Vodacom and the service providers did not
oppose the urgent
application.
[18]
The court nevertheless determined to develop the common law as
expounded in
House of Jewels & Gems & Others v Gilbert &
Others
1983 (4) SA 824
(W). It did so on the basis of: the
applicant’s constitutional right to access to courts; the
‘regrettable omission’
of the Uniform Rules of Court to
provide a remedy in advance of litigation having been instituted; and
the inherent power of the
High Court to regulate its own process.
After adopting English law in this regard, the court granted the
far-reaching relief sought.
[19]
The court was not, however, referred to the provisions of RICA. A
development of the common law
in this regard could not legitimately
have been undertaken without consideration of the provisions of RICA.
For the reasons furnished
below, RICA precluded the disclosure of
customer information.
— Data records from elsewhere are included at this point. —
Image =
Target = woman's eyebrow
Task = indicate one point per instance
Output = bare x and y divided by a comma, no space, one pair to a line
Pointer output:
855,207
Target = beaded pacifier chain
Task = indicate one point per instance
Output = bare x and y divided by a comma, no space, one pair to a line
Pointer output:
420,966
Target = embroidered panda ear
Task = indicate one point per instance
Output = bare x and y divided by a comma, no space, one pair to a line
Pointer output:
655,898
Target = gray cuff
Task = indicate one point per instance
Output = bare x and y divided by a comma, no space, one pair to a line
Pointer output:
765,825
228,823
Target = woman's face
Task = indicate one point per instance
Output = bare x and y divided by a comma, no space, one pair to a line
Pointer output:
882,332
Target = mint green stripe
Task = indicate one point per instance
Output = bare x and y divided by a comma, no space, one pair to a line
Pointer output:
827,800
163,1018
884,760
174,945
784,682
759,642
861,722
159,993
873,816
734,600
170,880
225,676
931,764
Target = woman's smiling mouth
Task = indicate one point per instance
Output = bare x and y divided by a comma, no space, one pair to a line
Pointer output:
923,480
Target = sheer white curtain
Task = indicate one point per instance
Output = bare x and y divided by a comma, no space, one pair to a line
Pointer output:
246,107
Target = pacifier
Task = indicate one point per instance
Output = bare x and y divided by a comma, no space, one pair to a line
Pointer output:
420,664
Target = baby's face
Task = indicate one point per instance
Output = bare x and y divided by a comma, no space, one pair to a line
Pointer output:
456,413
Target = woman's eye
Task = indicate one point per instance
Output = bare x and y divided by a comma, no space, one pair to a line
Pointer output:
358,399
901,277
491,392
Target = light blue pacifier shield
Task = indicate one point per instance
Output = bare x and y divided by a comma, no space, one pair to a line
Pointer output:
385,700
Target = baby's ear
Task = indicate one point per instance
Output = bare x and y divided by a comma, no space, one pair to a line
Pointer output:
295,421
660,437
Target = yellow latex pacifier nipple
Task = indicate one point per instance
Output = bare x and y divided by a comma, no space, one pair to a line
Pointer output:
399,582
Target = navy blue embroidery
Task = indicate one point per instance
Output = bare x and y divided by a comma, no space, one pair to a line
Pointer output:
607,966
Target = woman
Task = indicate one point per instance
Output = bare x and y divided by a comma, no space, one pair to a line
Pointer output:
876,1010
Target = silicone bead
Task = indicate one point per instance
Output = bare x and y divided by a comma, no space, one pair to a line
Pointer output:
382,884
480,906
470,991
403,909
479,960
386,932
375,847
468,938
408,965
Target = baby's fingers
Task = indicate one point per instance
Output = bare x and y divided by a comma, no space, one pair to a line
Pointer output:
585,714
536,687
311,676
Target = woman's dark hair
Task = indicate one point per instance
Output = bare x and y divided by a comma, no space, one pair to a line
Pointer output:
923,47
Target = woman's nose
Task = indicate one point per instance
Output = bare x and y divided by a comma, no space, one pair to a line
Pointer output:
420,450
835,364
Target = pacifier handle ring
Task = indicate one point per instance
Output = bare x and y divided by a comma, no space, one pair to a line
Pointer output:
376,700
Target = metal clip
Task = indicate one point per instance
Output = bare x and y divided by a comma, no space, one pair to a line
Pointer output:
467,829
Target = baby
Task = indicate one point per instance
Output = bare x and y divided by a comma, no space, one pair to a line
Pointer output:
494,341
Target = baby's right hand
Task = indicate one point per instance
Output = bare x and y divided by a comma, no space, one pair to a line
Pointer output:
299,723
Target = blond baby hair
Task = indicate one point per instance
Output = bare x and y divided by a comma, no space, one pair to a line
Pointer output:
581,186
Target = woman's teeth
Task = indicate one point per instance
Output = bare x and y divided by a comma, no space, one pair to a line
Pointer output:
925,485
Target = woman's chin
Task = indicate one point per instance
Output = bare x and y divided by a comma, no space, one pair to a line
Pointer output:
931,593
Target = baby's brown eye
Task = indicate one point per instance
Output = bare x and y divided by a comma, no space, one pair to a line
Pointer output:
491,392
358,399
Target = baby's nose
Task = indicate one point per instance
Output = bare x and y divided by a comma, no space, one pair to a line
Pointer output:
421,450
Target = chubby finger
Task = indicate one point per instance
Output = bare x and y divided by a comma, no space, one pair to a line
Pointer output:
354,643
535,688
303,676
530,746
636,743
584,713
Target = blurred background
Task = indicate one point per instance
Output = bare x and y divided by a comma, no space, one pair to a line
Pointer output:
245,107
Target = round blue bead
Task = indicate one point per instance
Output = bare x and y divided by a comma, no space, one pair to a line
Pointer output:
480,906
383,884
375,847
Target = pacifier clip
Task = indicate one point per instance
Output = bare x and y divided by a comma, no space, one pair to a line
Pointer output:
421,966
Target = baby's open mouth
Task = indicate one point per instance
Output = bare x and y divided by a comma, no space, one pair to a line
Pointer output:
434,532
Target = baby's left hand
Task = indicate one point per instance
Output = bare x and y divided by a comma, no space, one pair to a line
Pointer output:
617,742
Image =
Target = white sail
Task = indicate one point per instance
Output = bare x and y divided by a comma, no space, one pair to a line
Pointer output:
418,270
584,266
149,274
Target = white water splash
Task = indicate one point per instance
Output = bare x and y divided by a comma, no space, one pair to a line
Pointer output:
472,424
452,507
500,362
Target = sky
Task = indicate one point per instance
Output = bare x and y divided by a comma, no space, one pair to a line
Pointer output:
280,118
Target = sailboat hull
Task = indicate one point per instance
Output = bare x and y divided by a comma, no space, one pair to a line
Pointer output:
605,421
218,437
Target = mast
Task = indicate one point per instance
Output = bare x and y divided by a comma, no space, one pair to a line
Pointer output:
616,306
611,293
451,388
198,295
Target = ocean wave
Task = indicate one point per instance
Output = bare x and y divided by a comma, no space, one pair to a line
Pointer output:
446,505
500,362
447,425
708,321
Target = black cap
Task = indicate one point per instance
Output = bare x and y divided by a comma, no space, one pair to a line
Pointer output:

To this extent
Nampak
was wrongly decided. It also appears to me that at least the bulk of
the call logs in
Nampak
constituted archived communication-related information, the
disclosure of which is strictly regulated by RICA.
[8]
However, it is not necessary for purposes of this case to make a
final determination in respect of the call logs.
[20]
Returning to RICA, the starting point is s 42(2). It
inter alia
provides that no service provider may disclose any information
obtained in the exercise of its powers or the performance of its
duties in terms of RICA, except for the purposes mentioned in s
42(1). This clearly applies to customer information obtained under
s
39 and s 40.
[21]
Section 42(1) reads:
‘
(1)
No person may disclose any information which he or she obtained in
the exercising of his or her powers or the performance of
his or her
duties in terms of this Act, except-
(a)
to
any other person who of necessity requires it for the performance of
his or her functions in terms of this
Act;
(b)
if
he or she is a person who of necessity supplies it in the performance
of his or her functions in terms of this
Act;
(c)
information
which is required in terms of any law or as evidence in any court of
law; or
(d)
to
any competent authority which requires it for the institution, or an
investigation with a view to the institution,
of any criminal
proceedings or civil proceedings as contemplated in Chapter 5 or 6 of
the Prevention of Organised Crime Act.’
[22]
It is necessary to point out that in terms of s 13 of the Prevention
of Organised Crime Act 121
of 1998 (POCA), proceedings under Chapter
5 (Proceeds of Unlawful Activities) are civil proceedings and not
criminal proceedings.
In terms of s 37 of POCA the same applies to
proceedings under Chapter 6 (Civil Recovery of Property). It follows
that s 42(1)
(d)
of RICA applies to the institution of criminal
proceedings, as well as to proceedings under Chapters 5 and 6 of
POCA.
[23]
As I have said, Giftwrap requires the customer information to
identify the perpetrators of click
fraud in order to take legal
action against them. It goes without saying that disclosure of the
customer information in respect
of the listed IP addresses would not
necessarily lead to legal action against a person so identified. It
follows that in reality
Giftwrap requires the customer information as
part of an investigation with a view to taking appropriate legal
action. The question
is whether s 42(1)
(c)
permits this. The
answer must, of course, be found in an interpretation of s 42(1)
(c)
of RICA by a holistic consideration of its text, context and apparent
purpose.
[24]
According to its text (‘information which is required . . . as
evidence in any court of
law’), s 42(1)
(c)
conveys that
the information must at the time of its disclosure be required as
evidence in a court of law. It therefore envisages
disclosure of
information which is required as evidence in proceedings that are
pending in a court of law. On this basis, information
that is
required to investigate whether legal proceedings could be
instituted, falls outside the ambit of s 42(1)
(c)
. This is
supported by the context provided by s 42(1)
(d)
. It expressly
provides that information may be disclosed for purposes of ‘an
investigation with a view to the institution’
of (criminal or
POCA-related) proceedings. The absence of a similar provision in s
42(1)
(c)
indicates that disclosure for the purpose of an
investigation or identification of wrongdoers is excluded from s
42(1)
(c)
.
[25]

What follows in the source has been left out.